Pendant quelque temps, tout va bien, il retrouve des forces, excelle en classe. C’est qu’il n’a pas un moment à lui. Quand vient le soir, il est si fatigué qu’il n’a plus envie de rien, ni même de se toucher. Par malheur, il est adopté par une vieille fille bigote, Mlle de Closberry, qui va le recueillir et le gâter. Le lecteur s’attend à des manœuvres de la vieille fille, mais rien de tel. Elle aimera chastement ce garçon, lequel, s’amollissant, retrouve le désir et le plaisir solitaire, qu’il va partager avec un ami de cœur, de son collège. Car la masturbation, selon Bonnetain, conduit non seulement à la « névrose génitale », à « l’anémie et la chlorose » qui vont leur chemin, troublant l’une après l’autre toutes les fonctions organiques de cet être devenu leur proie, mais aussi au dégoût de la femme : Une sorte de misogynie maladive l’avait depuis longtemps envahi l’emplissant de ce dégoût de la femme qui est comme le châtiment des solitaires pratiques.
D’une certaine manière, pour Bonnetain, la masturbation mène à l’homosexualité. Or, comme vous le verrez dans la suite du livre, ce n’est pas certain puisqu’un jour, après des amours malheureuses avec un ami lycéen, le héros se retrouve soldat et contraint par son lieutenant de se déniaiser auprès des prostituées. Alors il découvre le vrai plaisir et le voilà devenu obsédé par l’acte sexuel, envisageant d’enlever des filles... Il n’y a pas d’échappatoire pour le héros. Comme Gervaise, comme Lantier, il est marqué et doit périr. Vision très naturaliste, dira-t-on...

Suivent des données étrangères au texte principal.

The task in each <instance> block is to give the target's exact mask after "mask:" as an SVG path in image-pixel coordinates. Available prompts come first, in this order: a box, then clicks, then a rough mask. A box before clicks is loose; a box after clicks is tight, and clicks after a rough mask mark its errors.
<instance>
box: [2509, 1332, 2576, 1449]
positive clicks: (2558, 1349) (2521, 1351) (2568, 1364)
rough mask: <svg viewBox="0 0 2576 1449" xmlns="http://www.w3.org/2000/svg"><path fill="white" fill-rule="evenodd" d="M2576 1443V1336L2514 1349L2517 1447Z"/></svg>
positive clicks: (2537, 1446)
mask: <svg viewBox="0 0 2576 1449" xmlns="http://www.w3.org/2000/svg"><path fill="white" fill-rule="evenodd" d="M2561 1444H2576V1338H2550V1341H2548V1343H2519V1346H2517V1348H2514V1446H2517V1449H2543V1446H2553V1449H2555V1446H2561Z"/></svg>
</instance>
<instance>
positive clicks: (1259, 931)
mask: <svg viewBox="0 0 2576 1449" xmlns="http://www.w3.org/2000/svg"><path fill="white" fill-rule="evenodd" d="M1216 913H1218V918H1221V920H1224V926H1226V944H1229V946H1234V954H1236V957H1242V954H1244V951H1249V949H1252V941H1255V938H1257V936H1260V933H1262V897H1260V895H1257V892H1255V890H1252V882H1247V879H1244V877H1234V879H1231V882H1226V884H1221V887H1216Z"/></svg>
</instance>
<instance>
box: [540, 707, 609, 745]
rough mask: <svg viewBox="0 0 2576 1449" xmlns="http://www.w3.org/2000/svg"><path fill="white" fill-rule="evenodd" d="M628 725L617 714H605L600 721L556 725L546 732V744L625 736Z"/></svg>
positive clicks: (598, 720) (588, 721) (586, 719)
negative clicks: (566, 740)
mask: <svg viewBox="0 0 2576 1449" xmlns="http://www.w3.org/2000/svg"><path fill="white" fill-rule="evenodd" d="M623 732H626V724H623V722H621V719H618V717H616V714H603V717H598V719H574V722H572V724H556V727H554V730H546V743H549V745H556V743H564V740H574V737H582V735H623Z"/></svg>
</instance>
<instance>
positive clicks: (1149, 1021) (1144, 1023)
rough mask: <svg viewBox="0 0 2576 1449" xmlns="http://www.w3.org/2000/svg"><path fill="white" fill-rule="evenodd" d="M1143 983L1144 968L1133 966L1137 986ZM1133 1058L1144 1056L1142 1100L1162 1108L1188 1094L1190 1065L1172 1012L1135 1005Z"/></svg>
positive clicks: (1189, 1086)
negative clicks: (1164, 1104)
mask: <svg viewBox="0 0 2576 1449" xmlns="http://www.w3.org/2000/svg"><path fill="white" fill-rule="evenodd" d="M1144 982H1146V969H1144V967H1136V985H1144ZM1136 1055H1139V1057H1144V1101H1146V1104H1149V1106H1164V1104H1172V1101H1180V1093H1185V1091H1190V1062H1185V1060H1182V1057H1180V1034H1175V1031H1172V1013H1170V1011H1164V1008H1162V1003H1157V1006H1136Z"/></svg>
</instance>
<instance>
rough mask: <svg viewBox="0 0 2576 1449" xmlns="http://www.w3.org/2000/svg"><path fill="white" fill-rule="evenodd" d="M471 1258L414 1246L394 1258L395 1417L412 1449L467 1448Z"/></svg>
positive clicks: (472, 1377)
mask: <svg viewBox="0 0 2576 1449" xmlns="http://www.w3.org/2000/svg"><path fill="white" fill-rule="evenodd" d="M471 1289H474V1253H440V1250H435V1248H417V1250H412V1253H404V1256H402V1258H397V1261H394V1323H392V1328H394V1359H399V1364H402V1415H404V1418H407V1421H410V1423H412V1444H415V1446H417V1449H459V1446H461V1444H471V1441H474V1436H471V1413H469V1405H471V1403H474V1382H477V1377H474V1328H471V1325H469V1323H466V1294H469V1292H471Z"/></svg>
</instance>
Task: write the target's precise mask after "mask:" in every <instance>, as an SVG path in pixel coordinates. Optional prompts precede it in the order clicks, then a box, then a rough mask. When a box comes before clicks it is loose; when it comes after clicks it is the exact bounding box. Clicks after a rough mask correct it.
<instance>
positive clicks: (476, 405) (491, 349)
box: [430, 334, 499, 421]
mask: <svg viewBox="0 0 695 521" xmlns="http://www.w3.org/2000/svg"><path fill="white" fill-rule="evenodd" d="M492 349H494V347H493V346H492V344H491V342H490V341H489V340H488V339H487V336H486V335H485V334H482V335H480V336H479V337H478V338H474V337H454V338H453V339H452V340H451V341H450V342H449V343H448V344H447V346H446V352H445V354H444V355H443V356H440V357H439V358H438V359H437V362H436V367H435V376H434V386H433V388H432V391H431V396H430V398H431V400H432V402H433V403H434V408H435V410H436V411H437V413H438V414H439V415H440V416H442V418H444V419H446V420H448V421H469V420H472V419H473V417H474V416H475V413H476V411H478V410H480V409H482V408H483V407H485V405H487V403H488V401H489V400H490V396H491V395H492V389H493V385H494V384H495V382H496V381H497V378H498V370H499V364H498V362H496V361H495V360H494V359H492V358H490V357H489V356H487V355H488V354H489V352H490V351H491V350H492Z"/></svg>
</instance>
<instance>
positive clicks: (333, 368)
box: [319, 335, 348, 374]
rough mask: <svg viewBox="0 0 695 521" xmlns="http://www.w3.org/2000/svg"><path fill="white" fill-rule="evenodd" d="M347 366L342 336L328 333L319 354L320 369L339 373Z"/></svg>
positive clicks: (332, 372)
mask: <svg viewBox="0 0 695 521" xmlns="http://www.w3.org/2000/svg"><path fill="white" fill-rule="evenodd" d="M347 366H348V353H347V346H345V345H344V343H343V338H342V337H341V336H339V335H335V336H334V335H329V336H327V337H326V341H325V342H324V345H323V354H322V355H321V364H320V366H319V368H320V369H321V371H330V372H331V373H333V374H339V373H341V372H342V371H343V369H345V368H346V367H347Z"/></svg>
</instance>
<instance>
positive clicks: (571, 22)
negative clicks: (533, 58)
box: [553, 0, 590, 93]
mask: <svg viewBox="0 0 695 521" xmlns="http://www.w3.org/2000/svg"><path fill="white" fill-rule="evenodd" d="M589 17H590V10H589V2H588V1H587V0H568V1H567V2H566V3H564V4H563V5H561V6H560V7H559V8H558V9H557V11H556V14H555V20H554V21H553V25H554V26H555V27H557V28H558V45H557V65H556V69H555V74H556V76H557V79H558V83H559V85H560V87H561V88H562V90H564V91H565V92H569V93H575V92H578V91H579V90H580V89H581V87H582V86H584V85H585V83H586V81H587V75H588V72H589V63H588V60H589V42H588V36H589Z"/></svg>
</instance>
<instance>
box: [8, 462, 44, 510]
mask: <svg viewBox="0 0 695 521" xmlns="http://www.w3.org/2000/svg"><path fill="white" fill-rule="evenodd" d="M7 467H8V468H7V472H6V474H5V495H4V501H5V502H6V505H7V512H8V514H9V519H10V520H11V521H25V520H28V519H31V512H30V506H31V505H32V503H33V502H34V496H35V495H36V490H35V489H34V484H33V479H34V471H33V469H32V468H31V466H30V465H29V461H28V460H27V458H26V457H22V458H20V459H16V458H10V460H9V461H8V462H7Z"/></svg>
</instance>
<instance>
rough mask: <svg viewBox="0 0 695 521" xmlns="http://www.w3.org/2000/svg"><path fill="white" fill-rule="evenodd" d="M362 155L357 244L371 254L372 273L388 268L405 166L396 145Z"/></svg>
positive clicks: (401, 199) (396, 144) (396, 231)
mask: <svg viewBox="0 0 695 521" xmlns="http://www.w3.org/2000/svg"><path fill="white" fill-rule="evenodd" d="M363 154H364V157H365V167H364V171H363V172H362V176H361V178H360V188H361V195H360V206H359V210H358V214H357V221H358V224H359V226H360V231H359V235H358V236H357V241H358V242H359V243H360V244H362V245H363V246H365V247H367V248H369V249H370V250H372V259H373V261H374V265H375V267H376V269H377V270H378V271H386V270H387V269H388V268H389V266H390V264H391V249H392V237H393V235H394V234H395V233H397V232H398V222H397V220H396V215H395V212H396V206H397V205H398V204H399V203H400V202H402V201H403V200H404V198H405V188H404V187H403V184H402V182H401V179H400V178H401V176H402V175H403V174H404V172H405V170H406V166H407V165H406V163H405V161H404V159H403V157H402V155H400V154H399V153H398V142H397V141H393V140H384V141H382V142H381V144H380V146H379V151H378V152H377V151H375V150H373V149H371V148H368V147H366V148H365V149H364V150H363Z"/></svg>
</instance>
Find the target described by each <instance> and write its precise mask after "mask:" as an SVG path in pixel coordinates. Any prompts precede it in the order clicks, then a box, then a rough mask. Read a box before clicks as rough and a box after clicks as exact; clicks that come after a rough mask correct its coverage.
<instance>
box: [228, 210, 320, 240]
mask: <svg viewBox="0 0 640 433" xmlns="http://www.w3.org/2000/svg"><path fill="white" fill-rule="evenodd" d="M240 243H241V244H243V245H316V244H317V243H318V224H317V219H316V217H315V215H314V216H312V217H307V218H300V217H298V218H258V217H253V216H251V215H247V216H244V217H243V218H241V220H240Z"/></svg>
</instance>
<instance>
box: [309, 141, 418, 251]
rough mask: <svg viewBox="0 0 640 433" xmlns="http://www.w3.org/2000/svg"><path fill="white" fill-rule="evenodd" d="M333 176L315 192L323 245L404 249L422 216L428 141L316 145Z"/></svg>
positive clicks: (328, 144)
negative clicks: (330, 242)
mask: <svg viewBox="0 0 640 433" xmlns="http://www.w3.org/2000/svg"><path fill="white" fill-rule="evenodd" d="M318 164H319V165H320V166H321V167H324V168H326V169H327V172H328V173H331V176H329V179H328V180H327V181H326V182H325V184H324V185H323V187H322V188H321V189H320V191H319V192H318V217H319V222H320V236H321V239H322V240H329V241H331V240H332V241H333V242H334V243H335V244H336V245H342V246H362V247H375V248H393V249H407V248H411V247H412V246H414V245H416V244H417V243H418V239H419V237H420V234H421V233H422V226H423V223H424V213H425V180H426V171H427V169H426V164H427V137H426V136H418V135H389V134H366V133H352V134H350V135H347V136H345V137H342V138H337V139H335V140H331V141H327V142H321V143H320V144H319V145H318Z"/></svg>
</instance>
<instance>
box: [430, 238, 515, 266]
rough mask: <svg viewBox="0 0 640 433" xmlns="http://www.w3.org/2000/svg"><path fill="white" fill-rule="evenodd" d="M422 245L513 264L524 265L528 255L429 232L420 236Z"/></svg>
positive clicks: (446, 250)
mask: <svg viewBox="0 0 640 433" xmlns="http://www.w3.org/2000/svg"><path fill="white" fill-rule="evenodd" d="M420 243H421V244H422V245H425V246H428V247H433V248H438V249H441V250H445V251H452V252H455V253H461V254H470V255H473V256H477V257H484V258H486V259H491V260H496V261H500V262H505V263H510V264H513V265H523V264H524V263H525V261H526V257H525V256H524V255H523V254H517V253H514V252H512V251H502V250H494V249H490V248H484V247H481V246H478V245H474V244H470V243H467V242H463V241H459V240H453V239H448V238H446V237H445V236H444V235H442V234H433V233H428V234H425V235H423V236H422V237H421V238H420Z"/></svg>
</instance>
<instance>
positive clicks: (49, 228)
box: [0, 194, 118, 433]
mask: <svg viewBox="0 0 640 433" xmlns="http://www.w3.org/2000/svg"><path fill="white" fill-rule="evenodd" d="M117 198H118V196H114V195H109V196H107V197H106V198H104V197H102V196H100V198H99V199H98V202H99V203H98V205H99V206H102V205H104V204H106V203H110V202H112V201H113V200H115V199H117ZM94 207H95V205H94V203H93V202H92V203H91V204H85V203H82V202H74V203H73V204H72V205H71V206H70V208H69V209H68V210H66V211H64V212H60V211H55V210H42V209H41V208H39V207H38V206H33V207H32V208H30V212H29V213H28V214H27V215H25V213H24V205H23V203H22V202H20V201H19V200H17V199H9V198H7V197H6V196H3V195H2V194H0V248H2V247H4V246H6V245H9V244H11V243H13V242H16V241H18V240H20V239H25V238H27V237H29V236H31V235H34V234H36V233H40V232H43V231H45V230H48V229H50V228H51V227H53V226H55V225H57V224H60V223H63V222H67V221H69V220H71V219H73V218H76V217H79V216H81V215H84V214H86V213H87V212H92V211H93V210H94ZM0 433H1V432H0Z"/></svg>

Sauf que le sujet de Charlot s’amuse n’est ni la misère, ni l’alcool, mais une pratique solitaire dont on sait bien désormais qu’elle ne conduit pas à la maladie. Le naturalisme décrit la réalité. Bonnetain ne décrit que les croyances de son époque, et il a beau mettre de temps à autre des termes savants, le lecteur d’aujourd’hui n’y croit pas, et s’agace même de ce style ampoulé, emphatique, tragique qui convient aux grandes scènes, mais nullement à cette petite histoire de... Excusez-moi cher lecteur... de « branlette ». Une « curiosité », je vous disais en début d’article. C’est exactement cela. Sur la masturbation, lisez L’apprenti de Guérin, c’est autre chose.
(1) Qu’est-ce qu’un événement littéraire au XIXe siècle ? René-Pierre Colin. Publication de l’Université de Saint-Étienne, page 268 (on y trouvera des détails sur ce procès).